Sociology Index


Nomothetic means, of or pertaining to the study or discovery of general laws. Nomothetic means people's unique personalities can be understood as them having relatively greater or lesser amounts of traits that are consistently across people. Nomothetic explanation describes the effort to derive laws that explain types or categories of objective phenomena. Nomothetic explanation is based on what Immanuel Kant described as a tendency to generalize, and is typical for the natural sciences.

Examples of nomothetic explanation: Why do men murder their partners? Or, What are the causes of international violence? These explanations are known as nomothetic explanations.

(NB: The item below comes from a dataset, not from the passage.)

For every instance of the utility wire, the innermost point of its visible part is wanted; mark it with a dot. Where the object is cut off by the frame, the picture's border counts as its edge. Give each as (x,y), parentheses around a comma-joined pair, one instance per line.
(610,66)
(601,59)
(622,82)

Personality Traits: Idiographic vs. Nomothetic

Idiographic means people have unique personality structures, thus some traits are more important in understanding the structure of some people than others. However the whole issue of whether a trait exists in all people to a greater or lesser degree is complicated by different views of the trait perspective. 

There are two different views as to whether all traits exist in all people: Nomothetic literally means "proposition of the law" and is used in philosophy, psychology, and law with differing meanings.

In psychology, nomothetic measures are contrasted to ipsative or idiothetic measures, where nomothetic measures are measures that are observed on a relatively large sample and have a more general outlook while the idiographic approach is relating to a more singular case as is done in case studies.

The Nomothetic view emphasizes comparability among individuals but sees people as unique in their combination of traits. This viewpoint sees traits as having the same psychological meaning in everyone.

The belief is that people differ only in the amount of each trait. It is this which constitutes their uniqueness. This approach tends to use self-report personality questions, factor analysis etc. People differ in their positions along a continuum in the same set of traits.

Most contemporary psychologists tend towards a nomothetic approach (and the trait approach is often viewed solely as a nomothetic approach these days), but they are aware of how a trait may be slightly different from person to person in the way that it is expressed.